SSSL BC5F1‐22L01 carrying sd1–d from IR64 was selected from IR64 × Kongyu 131 population of 186 lines. According to the 210 SNP markers on 12 chromosomes, BC5F1‐22L01 only carried one target fragment with length of about 14 Mb and RRPG of 98.49%. To shorten the target fragment length, 5 markers M1–M5 designed in the vicinity of sd1 were used to screen the recombinants.
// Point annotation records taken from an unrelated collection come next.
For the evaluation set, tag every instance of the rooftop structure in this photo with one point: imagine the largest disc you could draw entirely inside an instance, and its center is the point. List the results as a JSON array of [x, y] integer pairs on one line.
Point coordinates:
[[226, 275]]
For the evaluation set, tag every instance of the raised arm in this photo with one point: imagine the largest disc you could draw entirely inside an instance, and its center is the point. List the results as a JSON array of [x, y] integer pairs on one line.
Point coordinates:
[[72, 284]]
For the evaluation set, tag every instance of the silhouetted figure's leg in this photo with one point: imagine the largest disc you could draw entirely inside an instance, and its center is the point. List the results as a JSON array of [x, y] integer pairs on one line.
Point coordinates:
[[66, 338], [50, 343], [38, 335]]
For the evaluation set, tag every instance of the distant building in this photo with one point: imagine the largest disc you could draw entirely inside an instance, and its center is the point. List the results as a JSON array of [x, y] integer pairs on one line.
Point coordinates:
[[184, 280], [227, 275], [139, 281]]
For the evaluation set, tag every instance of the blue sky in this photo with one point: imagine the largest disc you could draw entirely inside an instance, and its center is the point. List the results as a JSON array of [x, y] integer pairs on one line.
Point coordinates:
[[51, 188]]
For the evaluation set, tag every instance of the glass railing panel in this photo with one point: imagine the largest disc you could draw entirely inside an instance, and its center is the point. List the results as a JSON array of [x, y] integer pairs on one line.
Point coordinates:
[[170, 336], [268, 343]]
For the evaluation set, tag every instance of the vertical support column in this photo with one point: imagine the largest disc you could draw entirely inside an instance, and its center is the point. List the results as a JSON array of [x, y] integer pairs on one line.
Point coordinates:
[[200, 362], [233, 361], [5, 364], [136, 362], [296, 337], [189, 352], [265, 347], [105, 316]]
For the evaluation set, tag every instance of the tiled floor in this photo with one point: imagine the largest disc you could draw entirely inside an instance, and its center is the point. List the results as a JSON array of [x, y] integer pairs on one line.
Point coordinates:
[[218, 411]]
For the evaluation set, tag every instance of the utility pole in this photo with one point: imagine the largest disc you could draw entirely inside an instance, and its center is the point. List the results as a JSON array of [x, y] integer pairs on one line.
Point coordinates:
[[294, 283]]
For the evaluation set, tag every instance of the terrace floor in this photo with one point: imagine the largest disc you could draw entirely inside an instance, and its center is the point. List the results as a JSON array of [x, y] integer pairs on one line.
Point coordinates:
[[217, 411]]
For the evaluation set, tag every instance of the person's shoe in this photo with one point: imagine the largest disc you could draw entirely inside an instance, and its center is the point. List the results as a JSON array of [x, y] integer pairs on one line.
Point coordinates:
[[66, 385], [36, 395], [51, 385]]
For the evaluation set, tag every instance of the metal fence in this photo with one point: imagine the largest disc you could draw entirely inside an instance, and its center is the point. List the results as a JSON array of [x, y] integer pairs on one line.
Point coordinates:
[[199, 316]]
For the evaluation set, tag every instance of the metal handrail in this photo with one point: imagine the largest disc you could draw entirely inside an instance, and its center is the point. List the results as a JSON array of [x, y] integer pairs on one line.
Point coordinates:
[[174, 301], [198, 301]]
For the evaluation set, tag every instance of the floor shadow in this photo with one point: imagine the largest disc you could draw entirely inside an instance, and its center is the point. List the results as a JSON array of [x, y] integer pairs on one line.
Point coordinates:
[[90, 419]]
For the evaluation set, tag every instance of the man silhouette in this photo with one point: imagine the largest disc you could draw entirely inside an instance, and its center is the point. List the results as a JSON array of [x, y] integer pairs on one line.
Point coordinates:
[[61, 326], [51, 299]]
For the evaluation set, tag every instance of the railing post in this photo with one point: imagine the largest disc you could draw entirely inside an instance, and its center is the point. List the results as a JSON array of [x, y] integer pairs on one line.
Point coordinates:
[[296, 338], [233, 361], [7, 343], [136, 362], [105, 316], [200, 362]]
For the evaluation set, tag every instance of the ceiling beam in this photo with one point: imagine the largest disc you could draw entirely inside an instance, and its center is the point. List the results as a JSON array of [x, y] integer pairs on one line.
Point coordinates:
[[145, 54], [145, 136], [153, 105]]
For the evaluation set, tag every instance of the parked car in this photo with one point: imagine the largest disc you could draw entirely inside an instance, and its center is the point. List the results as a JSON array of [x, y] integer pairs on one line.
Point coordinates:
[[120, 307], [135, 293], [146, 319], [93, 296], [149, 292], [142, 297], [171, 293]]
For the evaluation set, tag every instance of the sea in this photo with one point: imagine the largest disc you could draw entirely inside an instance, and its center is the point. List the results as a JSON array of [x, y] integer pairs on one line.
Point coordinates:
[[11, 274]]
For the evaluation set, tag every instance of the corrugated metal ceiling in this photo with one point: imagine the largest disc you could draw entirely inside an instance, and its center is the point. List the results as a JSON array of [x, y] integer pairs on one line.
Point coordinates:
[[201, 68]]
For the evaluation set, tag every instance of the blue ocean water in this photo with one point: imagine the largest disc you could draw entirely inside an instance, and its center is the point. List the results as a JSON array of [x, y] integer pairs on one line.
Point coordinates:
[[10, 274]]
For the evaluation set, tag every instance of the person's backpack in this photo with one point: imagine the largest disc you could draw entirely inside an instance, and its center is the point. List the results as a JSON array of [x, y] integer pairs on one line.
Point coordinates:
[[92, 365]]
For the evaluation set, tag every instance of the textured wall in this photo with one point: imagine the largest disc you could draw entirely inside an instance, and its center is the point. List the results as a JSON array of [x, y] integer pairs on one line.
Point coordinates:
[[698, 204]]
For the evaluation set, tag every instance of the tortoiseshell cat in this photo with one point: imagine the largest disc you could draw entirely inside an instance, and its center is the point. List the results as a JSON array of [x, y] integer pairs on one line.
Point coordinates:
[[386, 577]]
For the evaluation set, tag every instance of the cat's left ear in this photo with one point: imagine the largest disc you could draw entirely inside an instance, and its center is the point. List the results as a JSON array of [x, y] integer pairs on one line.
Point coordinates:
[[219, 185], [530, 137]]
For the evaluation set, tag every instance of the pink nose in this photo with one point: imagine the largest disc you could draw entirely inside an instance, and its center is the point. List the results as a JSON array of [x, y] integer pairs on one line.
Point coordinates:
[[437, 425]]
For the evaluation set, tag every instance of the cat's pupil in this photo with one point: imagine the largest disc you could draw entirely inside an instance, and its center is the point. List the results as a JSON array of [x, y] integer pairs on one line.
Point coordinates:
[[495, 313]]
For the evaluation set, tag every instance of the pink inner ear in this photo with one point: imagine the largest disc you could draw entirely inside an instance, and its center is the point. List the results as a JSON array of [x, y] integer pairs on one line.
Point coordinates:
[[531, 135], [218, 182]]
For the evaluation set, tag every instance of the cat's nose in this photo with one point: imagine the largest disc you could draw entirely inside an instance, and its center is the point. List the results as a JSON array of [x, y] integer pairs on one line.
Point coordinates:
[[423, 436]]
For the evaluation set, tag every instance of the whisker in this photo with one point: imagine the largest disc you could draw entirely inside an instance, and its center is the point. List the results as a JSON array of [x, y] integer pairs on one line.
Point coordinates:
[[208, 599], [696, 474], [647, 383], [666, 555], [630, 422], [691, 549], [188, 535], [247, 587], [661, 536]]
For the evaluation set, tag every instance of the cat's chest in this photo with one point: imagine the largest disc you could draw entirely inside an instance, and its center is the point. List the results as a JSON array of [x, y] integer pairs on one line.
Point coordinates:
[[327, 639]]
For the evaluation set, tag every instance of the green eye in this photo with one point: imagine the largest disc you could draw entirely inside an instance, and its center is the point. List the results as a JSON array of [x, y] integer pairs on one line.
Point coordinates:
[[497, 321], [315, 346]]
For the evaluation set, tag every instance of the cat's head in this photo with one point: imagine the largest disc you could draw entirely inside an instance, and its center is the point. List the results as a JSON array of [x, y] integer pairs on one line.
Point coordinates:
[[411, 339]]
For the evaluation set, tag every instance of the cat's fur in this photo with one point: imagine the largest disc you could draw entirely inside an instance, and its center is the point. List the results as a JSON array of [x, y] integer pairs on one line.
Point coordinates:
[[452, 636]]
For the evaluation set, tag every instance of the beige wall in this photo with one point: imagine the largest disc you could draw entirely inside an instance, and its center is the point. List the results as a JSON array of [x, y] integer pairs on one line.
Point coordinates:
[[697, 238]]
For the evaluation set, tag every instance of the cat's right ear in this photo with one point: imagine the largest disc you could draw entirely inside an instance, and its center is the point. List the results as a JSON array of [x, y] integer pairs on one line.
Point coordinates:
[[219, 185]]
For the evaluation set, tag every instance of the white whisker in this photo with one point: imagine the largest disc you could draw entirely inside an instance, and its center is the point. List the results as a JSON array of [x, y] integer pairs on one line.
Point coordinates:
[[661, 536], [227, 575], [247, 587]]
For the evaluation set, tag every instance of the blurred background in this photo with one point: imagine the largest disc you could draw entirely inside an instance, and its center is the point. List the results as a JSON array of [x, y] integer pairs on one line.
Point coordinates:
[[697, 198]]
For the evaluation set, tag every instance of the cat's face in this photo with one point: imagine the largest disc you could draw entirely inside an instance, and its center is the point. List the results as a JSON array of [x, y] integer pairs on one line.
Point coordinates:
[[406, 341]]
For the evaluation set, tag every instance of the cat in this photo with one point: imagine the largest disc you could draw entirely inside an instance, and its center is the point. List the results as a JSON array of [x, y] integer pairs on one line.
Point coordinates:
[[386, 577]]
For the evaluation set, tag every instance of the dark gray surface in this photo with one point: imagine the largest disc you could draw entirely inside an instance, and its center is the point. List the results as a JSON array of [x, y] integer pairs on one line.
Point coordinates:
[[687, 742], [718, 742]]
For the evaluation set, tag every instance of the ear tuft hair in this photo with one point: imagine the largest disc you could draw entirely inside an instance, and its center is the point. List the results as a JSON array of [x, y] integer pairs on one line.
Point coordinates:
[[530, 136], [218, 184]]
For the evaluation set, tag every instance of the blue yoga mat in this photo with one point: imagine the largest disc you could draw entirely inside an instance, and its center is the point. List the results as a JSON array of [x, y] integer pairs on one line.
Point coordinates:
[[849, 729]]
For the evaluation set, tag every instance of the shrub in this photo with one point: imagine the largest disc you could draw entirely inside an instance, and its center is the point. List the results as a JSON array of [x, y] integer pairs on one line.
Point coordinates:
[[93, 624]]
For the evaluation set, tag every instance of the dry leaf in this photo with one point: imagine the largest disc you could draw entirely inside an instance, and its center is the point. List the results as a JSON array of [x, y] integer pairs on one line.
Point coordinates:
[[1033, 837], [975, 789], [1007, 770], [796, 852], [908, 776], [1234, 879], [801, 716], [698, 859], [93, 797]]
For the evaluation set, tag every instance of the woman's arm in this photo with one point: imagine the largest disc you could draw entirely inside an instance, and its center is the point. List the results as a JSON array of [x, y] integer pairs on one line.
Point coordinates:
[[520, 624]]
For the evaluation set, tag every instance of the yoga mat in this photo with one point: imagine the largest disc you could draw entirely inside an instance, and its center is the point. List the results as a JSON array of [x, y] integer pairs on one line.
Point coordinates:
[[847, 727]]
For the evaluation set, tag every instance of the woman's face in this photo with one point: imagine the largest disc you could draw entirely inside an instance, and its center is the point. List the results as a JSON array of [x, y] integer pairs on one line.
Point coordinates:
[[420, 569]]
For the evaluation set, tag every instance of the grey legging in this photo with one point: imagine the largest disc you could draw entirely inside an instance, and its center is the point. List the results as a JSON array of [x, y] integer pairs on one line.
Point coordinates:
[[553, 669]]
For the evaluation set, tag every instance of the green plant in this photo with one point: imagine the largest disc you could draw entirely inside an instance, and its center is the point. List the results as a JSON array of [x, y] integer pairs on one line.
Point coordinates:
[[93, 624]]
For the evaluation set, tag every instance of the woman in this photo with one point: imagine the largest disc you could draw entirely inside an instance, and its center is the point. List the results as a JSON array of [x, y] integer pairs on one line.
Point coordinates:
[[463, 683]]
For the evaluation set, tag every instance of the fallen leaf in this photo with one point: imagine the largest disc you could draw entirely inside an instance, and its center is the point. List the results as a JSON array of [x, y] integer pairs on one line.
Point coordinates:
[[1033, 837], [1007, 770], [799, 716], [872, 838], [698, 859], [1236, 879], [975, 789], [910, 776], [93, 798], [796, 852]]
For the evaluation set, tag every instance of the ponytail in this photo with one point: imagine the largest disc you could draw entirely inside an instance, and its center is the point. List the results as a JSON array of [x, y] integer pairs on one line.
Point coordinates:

From the successive selfing progenies of BC5F1‐22L01, BC5F3‐1057G04 (Figure S1a), BC5F4‐268A03 (Figure S1b), BC5F5‐33A05 (Figure S1c) and BC5F6‐168A01 (Figure S1d) were selected at each generation. BC5F6‐168A01 was confirmed carrying a homozygous fragment from IR64 at the sd1 locus. The was approximate 917 kb and the RRPG was about 99.94%. BC5F6‐168A01 was named SSSL–sd1d.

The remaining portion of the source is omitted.